By Julien Toyer
MADRID (Reuters) - French telecom group Orange (PA:ORAN) said on Friday it would take Spanish rival Jazztel (MC:JAZ) private after its $3.8 billion takeover was overwhelmingly backed by Jazztel shareholders.
Shares in Jazztel will stop trading after Aug. 13, Orange said. It has said that it plans to merge its Spanish unit and Jazztel and then list part of the merged company on the Madrid stock exchange.
With the purchase Orange will expand its presence in Spain several times over to reach 10 million households with its fiber optic network by 2016.
It said 95 percent of Jazztel shareholders had supported its offer of 13 euros per share, which was a 34 percent premium to Jazztel's average share price in the month before Orange made the offer last September.

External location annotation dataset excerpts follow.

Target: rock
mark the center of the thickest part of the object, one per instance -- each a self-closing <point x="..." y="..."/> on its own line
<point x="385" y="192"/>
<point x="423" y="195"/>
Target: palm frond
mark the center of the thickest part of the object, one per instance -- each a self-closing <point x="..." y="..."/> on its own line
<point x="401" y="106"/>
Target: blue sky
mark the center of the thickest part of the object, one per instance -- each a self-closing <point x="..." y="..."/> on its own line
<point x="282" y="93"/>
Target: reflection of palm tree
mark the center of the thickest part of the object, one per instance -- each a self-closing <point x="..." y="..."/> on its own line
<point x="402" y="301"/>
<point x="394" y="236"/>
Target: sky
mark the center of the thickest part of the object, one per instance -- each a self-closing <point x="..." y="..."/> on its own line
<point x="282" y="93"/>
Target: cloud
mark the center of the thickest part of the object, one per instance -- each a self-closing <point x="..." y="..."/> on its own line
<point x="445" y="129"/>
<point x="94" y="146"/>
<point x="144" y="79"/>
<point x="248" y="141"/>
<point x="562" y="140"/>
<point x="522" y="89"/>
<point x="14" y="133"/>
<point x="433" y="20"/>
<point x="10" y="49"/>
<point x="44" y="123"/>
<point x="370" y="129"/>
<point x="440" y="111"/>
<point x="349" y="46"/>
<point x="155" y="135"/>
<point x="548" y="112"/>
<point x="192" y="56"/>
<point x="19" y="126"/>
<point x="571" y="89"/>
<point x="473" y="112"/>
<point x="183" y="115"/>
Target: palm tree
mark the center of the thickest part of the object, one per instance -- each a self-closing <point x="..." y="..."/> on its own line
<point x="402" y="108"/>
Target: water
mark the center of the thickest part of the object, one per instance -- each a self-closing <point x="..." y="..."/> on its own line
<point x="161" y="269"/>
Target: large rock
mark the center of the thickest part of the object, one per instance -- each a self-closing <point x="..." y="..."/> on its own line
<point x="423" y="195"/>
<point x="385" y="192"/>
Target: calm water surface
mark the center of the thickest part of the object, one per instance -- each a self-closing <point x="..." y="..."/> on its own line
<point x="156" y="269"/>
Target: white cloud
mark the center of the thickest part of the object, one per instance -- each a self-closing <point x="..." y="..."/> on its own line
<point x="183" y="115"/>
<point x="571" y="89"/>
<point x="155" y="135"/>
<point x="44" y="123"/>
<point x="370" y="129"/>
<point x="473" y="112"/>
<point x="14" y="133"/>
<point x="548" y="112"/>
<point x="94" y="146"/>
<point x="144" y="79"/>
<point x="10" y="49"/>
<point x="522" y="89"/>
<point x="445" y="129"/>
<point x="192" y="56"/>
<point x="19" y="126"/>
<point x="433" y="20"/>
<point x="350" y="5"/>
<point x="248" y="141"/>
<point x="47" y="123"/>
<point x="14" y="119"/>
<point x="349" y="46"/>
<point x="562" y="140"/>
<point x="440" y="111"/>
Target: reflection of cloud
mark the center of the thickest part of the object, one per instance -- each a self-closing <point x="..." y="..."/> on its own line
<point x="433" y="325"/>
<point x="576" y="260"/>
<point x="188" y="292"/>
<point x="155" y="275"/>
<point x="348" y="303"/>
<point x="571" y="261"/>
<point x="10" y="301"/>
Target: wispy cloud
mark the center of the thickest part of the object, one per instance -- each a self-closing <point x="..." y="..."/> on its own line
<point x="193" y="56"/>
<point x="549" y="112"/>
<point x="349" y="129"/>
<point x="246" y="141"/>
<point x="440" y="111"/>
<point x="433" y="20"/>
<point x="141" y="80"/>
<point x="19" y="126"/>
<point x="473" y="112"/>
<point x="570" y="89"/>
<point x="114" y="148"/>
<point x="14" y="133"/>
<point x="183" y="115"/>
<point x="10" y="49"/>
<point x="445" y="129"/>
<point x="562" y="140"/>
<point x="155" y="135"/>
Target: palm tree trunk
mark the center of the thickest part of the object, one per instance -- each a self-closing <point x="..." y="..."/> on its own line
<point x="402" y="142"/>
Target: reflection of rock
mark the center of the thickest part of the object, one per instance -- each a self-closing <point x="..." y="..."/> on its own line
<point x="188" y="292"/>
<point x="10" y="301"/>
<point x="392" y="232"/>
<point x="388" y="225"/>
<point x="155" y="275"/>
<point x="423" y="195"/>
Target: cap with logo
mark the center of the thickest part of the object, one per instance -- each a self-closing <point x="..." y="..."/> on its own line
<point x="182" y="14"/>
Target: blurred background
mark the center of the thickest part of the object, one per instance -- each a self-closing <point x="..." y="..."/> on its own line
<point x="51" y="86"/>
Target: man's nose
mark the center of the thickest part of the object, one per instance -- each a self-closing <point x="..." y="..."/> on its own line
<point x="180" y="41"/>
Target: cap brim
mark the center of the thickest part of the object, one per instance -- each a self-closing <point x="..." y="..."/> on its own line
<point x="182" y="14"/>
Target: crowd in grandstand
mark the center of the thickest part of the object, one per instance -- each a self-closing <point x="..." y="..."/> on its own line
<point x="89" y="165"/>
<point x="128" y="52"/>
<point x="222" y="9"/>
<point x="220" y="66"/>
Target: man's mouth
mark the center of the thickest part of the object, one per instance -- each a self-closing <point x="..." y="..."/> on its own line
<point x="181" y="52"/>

The remaining 5 percent will now be forced to support the deal under a separate compulsory offer to be launched by Orange at the same price.
The French company hopes the deal will help it better compete with Vodafone (L:VOD) in the Spanish market after Vodafone acquired cable operator Ono last year.
Acquisitions are picking up pace in the European telecoms sector as operators seek to cut costs and increase market share at the same time, but EU Competition Commissioner Margrethe Vestager warned this month that mergers could result in higher bills for consumers and less innovative companies.